American writers who are read as part of Ethnic Literature do not perform with the authorial intention of being identified or read as such. Yet, they are.

By Julio Enríquez-Ornelas

American writers who are read as part of Ethnic Literature do not perform with the authorial intention of being identified or read as such. Yet, they are. As a result, once this moniker is imprinted upon their work, their writing begins to carry a different weight and perform a different labor than white American writers. At times their writing is expected to represent an ethnic experience, as opposed to being read as a mainstream American experience. Writers labeled ethnic do not strive to write to prove nor educate those in power on their experience, but their work serves that purpose. Instead, they produce innovative writing much like white writers who are deemed solely American.

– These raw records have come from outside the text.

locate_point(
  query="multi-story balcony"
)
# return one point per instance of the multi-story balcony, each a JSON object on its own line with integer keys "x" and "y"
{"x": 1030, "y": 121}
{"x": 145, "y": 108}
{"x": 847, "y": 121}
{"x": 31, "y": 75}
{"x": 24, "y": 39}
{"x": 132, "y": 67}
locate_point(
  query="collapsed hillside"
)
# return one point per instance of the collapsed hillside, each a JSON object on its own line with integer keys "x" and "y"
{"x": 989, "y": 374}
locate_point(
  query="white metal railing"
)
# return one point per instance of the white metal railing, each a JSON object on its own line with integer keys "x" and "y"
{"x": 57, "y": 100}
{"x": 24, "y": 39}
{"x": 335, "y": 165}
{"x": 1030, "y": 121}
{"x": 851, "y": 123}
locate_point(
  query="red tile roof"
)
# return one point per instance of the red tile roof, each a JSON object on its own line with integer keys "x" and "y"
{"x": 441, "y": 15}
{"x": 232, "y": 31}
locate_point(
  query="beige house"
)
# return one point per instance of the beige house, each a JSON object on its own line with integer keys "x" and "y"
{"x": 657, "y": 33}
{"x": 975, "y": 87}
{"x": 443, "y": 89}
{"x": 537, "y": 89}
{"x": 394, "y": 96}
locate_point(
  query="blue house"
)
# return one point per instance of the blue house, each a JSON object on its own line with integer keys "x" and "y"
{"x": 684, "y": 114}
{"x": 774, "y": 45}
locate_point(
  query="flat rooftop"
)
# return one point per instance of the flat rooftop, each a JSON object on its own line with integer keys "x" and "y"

White American authors on the other hand can write of a plethora of experiences and still be read as canonical. For them this may include writing of ethnic experiences. For example, in Island of the Blue Dolphins (1960) Scott O’Dell writes of the last surviving indigenous girl in California and in Sadako and the Thousand Paper Cranes (1977) Eleanor Coerr writes of the devastation caused after the bombing of Hiroshima in World War II. Both young adult books center on the experience of young girls who must live in the aftermath of the violence inflicted on their bodies, communities, and native geographies. Both of these books have been read by elementary school students in California as part of an effort to include ethnic histories in the classroom. Both of these books were my first encounters with works of literature produced by white American authors who write ethnic narratives. In other words, my first experiences with ethnic texts are crafted from the perspective of white authors. Truthfully, that is problematic.

This is an example of white American privilege. White Americans can produce a wide range of narratives beyond their lived experience. Meanwhile, canonical ethnic writers write of their ethnic lived experience, often tied to the histories of institutionalized racism inflicted upon them, and very few write of experiences beyond their own. The following books are examples of American canonical writers whose texts center on lived ethnic narratives and texts that shaped me as a reader; Invisible Man (1952) by Ralph Ellison, The Fire Next Time (1963) by James Baldwin, Macho (1973) by Victor Villaseñor, Hunger of Memory (1982) by Richard Rodríguez, The House on Mango Street (1983) by Sandra Cisneros, Borderlands/La Frontera: The New Mestiza (1987) by Gloria Anzaldúa, and The Joy Luck Club (1989) by Amy Tan. All of these authors fall within the purview of Ethnic American literature. Arguably, educators and canon makers make it clear to readers that these authors are ethnic writers before they are American. In some ways, this classification marks a limitation in terms of the potential value their work can have within an American literary landscape because their labor—writing— is limited in terms of how it is read because they serve as examples of ethnic representations. The value of one’s labor is determined by one’s coloniality of power. How a writer functions in relation to the dominant group is what Anibal Quijano considers coloniality of power.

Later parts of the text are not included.